Enquanto alguns diretores fingem interesse no material de origem para agradar aos fãs, a apreciação de Garland por *The Last of Us*, *BioShock* e especialmente *Dark Souls* parece genuína. Ele parece entender o que diferencia esses jogos. Em uma entrevista de 2020, ele descreveu Dark Souls como tendo "poesia embutida", onde encontros com almas quebradas fora de portas parecem como flutuar em um "sonho existencial".
Abraçando esse "sonho existencial", Garland poderia estilizar sua adaptação de Elden Ring nos moldes de *Aniquilação*, elogiado por seus visuais psicodélicos. Alternativamente, uma abordagem mais inesperada, mas eficaz, seria modelá-la com base em *Warfare*, seu intenso thriller sobre Navy SEALs no Iraque. Sugiro isso não porque *Warfare* seja fantástico — ele é anunciado como hiper-realista — mas porque evoca a mesma tensão visceral de Elden Ring: sentir-se em desvantagem numérica, superado e sobrecarregado, constantemente temendo por sua sobrevivência.

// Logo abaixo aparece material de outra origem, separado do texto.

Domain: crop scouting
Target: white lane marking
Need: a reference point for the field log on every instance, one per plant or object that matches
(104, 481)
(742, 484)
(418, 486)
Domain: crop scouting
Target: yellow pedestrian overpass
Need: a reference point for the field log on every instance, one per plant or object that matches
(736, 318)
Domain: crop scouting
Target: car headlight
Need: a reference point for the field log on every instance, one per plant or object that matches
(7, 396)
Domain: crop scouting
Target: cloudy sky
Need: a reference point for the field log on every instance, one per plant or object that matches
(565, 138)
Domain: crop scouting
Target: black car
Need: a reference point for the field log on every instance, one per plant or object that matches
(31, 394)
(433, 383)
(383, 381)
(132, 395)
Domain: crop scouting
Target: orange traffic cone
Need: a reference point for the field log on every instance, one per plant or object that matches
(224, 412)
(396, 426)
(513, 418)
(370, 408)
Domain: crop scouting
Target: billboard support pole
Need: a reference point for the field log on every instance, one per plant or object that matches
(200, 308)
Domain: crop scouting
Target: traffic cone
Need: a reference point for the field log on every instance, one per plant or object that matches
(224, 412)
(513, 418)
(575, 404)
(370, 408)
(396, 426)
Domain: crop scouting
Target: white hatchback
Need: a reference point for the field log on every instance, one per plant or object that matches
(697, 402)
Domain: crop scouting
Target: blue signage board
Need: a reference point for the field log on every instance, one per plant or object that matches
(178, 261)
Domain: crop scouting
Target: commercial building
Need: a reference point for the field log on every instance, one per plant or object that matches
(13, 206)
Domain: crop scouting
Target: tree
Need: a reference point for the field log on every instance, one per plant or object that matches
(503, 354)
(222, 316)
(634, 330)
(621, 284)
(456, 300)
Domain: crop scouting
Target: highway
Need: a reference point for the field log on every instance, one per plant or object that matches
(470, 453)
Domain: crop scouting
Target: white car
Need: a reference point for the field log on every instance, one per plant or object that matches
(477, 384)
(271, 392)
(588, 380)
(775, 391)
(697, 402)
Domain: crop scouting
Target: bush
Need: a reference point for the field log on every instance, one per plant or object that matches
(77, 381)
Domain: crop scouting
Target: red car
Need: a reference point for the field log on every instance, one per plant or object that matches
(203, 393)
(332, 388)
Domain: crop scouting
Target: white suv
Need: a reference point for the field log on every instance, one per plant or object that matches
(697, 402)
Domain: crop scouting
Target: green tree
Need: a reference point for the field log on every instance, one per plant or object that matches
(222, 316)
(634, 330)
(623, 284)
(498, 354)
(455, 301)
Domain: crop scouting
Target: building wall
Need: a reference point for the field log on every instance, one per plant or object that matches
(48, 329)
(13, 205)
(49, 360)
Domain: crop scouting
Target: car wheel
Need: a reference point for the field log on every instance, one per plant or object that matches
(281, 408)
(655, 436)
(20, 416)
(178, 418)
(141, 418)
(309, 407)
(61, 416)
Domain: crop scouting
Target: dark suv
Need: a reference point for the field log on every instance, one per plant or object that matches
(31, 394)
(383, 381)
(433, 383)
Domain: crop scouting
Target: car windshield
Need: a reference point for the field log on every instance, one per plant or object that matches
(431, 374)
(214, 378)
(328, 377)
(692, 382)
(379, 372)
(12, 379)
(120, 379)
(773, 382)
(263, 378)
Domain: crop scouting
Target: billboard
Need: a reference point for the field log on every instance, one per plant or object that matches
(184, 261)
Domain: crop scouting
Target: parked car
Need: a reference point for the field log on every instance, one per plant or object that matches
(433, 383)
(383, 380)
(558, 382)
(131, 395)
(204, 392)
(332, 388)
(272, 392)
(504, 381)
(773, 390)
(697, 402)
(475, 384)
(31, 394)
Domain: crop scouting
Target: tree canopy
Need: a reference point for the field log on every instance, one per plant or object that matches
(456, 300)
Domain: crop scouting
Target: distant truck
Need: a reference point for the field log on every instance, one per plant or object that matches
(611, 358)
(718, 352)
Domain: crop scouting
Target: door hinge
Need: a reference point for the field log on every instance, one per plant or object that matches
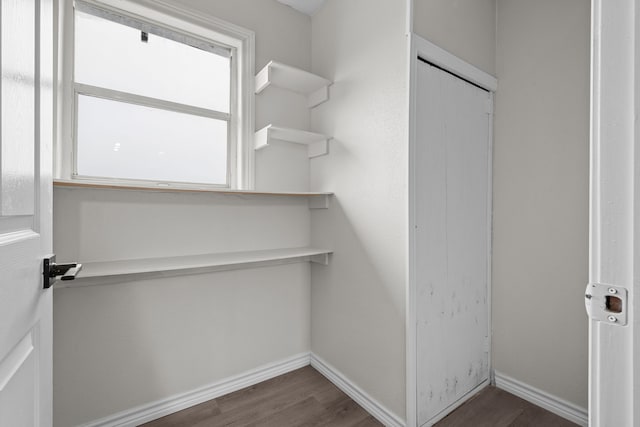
(51, 271)
(606, 303)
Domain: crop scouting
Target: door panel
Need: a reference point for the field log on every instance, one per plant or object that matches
(26, 133)
(452, 240)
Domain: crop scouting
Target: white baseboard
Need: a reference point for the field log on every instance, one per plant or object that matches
(151, 411)
(382, 414)
(543, 399)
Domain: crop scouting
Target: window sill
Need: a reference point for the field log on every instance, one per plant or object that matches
(317, 200)
(112, 272)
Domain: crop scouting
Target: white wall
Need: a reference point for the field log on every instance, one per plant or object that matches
(118, 346)
(358, 303)
(541, 172)
(466, 28)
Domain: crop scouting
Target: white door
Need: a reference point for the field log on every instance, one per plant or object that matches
(452, 158)
(26, 93)
(614, 355)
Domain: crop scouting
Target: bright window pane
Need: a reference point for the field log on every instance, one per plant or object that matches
(112, 56)
(128, 141)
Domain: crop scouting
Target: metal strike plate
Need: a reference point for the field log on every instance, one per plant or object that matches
(606, 303)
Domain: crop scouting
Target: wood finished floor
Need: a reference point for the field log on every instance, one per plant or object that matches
(305, 398)
(299, 398)
(493, 407)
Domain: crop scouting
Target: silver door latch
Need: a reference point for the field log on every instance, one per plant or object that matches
(606, 303)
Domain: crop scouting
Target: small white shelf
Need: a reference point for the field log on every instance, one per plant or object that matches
(111, 272)
(317, 143)
(314, 87)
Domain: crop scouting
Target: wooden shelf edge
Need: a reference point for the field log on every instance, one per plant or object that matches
(104, 186)
(113, 272)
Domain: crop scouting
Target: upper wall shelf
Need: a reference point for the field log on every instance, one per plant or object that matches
(317, 143)
(314, 87)
(317, 200)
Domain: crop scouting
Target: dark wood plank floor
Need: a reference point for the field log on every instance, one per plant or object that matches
(493, 407)
(299, 398)
(305, 398)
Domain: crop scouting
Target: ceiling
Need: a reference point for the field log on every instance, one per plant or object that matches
(308, 7)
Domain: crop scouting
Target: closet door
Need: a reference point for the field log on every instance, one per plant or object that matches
(452, 240)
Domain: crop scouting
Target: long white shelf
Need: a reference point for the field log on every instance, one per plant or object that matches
(314, 87)
(110, 272)
(317, 200)
(317, 143)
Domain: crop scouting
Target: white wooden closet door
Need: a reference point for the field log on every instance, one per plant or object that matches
(452, 240)
(26, 132)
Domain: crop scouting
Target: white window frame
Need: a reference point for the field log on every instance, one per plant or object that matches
(181, 20)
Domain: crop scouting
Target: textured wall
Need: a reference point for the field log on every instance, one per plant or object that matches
(358, 307)
(119, 346)
(541, 177)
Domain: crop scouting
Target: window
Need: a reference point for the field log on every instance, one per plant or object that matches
(157, 104)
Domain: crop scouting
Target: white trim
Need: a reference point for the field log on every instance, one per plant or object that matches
(369, 404)
(151, 411)
(132, 98)
(614, 237)
(420, 47)
(440, 57)
(558, 406)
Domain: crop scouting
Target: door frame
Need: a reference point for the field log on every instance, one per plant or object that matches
(419, 47)
(614, 225)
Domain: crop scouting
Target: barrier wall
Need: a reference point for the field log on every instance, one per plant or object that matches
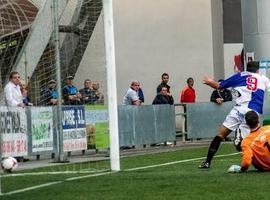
(146, 124)
(32, 131)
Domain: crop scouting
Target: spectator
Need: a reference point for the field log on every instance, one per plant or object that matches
(188, 94)
(99, 97)
(221, 95)
(12, 91)
(51, 93)
(24, 91)
(88, 94)
(14, 97)
(141, 95)
(164, 83)
(163, 97)
(131, 97)
(70, 93)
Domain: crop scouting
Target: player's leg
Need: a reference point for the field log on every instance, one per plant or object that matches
(231, 122)
(214, 146)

Substitua as ruas devastadas pela guerra de Ramadi pelas ruínas de Limgrave, os becos de Leyndell ou os ermos de Caelid, e você terá um filme que adapta não a épica história de Marika e dos Semideuses, mas a luta minuto a minuto de um Maculado percorrendo as Terras Intermédias — tão consumido por sobreviver até o próximo Local de Graça que a grande missão de se tornar o Lorde Prístino desaparece em segundo plano.
Com relatos sugerindo que Garland quer escalar o ator de *Warfare*, Kit Connor, como protagonista, seu filme de Elden Ring pode adotar um tom igualmente cheio de suspense e revisitar temas de medo, desespero e violência sem sentido que Connor já mostrou que pode retratar. Usar *Warfare* como modelo aproveitaria o ponto forte de Garland em explorar a psicologia através de ação visceral e coreografada. Também seguiria o exemplo de *The Last of Us* da HBO — indiscutivelmente a adaptação de videogame de maior sucesso — cuja qualidade derivou da compreensão profunda dos criadores sobre o que tornou o jogo original tão bom.
Elden Ring, como outros títulos da FromSoftware, não é uma fantasia de poder onde heróis derrotam monstros gigantes em cutscenes chamativas. É uma anti-fantasia de poder onde os jogadores incorporam guerreiros sem nome que se tornam intimamente familiares com a morte, enfrentando repetidamente desafios assustadores até prevalecerem. Para a adaptação de Garland ter sucesso, capturar essa essência agridoce é crucial. Seu trabalho em *Warfare* oferece um vislumbre do que podemos ver quando Elden Ring finalmente chegar às telonas.